Only 5.6 lbs until onederland! I think the big difference was my long run… which is awesome except I didn’t do one this weekend so I’m gonna have to try to squeeze one in this week. This hot PA weather is brutal to run in any time but morning or in the rain, but I’ll see if I can make it work. 😎
It’s officially a streak!! 4🔥 (I work with teenagers, forgive me for the Snapchat reference).
I’ve been using my new garmin and so far (after a whopping 5 days), I love it! I especially like the nice little workout summaries:
I’ve been doing some reading on how to improve my pace and there is a theory that 80% of your running should be in the Aerobic Zone, and 20% in your max heart rate zone, with as little as possible in the middle “threshold Zone.” So, I was trying to do that for today’s 4 miles, and as you can see, I failed miserably haha.
The top of my Aerobic zone is 147, and the first half of my run was mostly in that zone. Then I think I was overthinking it and trying so hard to slow down that I was actually working against myself. I feel like I have one speed when I run – whatever I’m comfortable at that day. Haha. That doesn’t really fit in with improving speed. Soooooooo. Here’s to trying something new and weird and outside of my comfort zone. Whatever.
Tomorrow will be my weigh in. I have a gooooood feeling about this week 😉
Well. Here it is. Even though I thought it was a decent week of workouts and eating, this is what I came up with on my weigh in: 209.6. I’ve been gaining and losing the same 4ish pounds for two months now.
It’s kinda frustrating, but I think I may be self-sabotaging. I have definitely not done a long run on a weekend (or at all) since my half on June 10th, but I’ve still been eating kinda crappy on weekends. So, I’ve been setting myself up for failure a bit because I work so hard during the week but then detail on the weekend.

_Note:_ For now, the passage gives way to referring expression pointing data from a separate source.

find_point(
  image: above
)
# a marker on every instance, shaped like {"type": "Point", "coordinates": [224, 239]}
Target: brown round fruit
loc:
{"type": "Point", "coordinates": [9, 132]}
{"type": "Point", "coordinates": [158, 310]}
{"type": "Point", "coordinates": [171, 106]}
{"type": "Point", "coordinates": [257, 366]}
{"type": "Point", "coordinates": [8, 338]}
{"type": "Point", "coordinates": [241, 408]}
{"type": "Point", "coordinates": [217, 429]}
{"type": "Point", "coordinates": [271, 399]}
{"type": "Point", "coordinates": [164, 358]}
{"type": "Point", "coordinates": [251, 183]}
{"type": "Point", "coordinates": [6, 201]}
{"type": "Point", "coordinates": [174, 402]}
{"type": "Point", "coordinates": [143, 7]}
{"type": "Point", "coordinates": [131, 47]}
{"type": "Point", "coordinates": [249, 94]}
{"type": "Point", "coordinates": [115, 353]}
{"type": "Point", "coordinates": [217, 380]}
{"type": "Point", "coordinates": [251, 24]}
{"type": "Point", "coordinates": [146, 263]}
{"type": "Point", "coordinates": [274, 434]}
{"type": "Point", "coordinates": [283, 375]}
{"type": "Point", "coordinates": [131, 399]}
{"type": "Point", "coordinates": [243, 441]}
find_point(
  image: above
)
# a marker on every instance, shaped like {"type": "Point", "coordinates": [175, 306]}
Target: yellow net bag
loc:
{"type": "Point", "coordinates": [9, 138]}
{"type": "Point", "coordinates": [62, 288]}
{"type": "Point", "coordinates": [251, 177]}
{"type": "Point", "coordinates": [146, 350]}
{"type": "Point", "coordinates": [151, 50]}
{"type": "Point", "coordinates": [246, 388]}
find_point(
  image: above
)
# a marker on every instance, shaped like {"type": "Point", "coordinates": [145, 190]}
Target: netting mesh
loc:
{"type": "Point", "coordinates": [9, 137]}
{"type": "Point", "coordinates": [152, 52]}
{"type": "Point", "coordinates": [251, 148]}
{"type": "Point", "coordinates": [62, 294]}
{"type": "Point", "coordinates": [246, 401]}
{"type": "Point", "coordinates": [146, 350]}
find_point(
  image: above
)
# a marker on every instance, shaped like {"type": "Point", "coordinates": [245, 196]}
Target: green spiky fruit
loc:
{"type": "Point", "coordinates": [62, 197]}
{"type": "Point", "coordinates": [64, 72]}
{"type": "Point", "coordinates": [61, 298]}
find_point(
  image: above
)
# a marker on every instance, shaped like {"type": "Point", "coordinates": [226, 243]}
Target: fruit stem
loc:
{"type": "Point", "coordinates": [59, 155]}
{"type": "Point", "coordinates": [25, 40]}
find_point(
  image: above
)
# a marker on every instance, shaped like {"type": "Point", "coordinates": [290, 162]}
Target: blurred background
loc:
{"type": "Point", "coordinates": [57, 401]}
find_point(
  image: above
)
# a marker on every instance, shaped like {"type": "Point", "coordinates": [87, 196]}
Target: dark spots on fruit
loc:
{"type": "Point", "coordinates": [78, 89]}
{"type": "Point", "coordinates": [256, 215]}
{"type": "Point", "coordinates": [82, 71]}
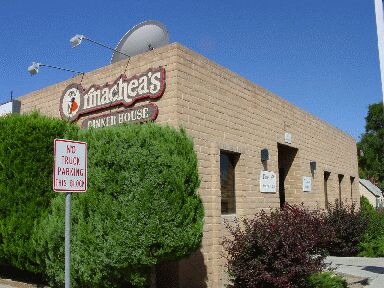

So, Sunday I said that enough was enough and I ran 8 miles!
Today I also got my new garmin in the mail. I got a decent bonus with work last week because I busted my ass this year, and I follow a few websites that include runners who use different fitness watches and methods. I did a bunch of research and I came to try the Garmin Vivoactive HR. I hope to run a triathlon someday, so this will work for that, but for now it will do everything I want with no extra effort lol.
I didn’t order it with any thoughts about it helping me beat the scale, but full disclosure: now that I’m thinking about it, I do hope it helps!
Today I got it and I used that as an excuse to go for a short run after work.